[Buddha-l] Being left alone to quietly die
Richard Hayes
rhayes at unm.edu
Mon Jun 7 10:18:29 MDT 2010
On Jun 7, 2010, at 4:07 AM, Catalina wrote:
> I guess I remember that Buddha said (I didn't hear it myself so it is not based on experience) that this is one of these questions that it doesn't matter to answer because we can not know and all answers will be just speculations. Anyway it is as it is ALREADY, it does not depend on what we think about it.
Furthermore, no matter what the answers to many questions are, nothing will change in the conditions that are producing discontent. So if one's main goal is to eliminate unhappiness, there are a lot of questions that become irrelevant.
There was a documentary called "The Examined Life" a while back that featured interviews with several philosophers. As an amateur philosopher without much sophistication, I found all of them interesting. One of the most interesting observations to me was by Slavoj Žižek, who was commenting on how (to use a different example from the one he used) people can watch oil spewing into the Gulf of Mexico and watch birds caked with oil and dead dolphins washing up on shore and then go fill up the petrol tanks with gasoline, apparently oblivious of the fact that our own consumption of petroleum products is what makes people go out and risk damaging the environment to supply us with the products we crave.

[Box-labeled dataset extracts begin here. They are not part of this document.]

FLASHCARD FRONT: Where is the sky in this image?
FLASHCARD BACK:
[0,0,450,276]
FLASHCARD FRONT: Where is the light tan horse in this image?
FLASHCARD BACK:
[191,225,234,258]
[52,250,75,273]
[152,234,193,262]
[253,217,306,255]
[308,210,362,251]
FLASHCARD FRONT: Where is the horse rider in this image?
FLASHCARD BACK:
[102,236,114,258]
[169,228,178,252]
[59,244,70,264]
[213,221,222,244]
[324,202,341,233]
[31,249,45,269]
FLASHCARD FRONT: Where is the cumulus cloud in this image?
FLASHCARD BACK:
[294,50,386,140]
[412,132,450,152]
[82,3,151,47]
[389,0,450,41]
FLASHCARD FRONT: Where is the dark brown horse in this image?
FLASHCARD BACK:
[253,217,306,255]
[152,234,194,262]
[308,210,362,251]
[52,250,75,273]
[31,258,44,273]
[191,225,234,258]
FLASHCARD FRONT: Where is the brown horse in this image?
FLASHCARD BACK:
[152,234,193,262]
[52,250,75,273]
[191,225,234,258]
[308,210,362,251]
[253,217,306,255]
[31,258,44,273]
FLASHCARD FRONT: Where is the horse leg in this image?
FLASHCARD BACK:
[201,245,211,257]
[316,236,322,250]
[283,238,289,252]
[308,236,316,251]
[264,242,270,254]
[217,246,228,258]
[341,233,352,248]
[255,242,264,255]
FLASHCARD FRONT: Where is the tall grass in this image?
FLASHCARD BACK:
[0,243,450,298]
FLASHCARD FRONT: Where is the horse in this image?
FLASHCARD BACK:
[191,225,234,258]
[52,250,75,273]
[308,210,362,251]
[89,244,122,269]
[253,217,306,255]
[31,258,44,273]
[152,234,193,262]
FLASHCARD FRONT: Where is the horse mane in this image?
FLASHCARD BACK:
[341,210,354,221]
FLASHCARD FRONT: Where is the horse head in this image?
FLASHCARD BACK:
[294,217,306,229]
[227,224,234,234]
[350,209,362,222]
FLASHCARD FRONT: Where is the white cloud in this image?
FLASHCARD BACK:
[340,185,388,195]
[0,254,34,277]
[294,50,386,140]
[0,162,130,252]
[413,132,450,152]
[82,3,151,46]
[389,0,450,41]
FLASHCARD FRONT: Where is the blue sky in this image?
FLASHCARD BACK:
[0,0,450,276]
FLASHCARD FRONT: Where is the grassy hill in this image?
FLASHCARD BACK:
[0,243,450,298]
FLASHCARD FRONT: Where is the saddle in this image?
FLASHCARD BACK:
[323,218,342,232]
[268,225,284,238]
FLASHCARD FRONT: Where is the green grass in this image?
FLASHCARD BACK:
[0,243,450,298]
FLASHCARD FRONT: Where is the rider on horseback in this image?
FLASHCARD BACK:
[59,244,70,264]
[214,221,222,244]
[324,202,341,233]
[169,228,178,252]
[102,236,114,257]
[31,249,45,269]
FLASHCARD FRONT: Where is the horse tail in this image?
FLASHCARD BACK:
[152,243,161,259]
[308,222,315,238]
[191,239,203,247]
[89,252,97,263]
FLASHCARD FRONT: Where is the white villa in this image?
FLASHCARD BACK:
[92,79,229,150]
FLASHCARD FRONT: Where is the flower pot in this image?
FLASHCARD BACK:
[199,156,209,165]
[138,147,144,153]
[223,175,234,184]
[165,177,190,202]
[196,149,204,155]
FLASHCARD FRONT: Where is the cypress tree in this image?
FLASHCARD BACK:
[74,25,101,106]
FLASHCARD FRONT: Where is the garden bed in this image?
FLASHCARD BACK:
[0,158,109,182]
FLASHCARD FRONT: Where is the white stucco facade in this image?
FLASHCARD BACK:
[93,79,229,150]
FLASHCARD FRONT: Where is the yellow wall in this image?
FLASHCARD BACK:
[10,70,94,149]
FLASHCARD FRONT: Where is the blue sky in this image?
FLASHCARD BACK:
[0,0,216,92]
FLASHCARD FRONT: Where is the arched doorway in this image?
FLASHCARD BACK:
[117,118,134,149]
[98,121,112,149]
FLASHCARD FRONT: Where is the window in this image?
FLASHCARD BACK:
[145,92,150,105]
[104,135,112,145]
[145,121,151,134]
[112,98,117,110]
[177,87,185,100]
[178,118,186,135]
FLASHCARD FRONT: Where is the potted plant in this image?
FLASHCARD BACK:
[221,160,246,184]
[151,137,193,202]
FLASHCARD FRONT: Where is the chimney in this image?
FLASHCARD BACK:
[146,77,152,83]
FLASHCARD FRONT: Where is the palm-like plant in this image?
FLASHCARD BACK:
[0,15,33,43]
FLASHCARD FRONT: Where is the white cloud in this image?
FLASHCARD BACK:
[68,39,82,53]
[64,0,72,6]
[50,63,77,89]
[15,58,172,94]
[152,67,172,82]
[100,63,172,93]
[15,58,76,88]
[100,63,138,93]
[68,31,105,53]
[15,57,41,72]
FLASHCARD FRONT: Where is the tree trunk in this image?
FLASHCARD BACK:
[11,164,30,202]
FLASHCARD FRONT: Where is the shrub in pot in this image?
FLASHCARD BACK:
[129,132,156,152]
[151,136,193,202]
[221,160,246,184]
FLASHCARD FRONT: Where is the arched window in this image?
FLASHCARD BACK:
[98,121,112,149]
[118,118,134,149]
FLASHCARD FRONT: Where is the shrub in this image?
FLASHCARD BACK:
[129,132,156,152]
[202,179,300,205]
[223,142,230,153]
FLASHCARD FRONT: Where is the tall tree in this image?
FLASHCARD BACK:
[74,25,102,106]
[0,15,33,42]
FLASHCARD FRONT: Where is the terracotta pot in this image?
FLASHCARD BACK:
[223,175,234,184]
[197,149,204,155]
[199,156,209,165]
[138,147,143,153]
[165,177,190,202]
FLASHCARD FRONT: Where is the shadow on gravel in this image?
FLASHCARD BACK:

In that context, Žižek suggests we human beings are probably hard-wired to disregard the unwelcome consequences of our own decisions to act and not to act and that it may therefore be nearly impossible for people to learn from their most serious mistakes.
If what Žižek says is true, it would not be especially good news for Buddhism. On the other hand, if what he says is true, most Buddhists will just keep practicing even though their practice bears no fruit, wastes time and makes them miss out on most of the joys of life.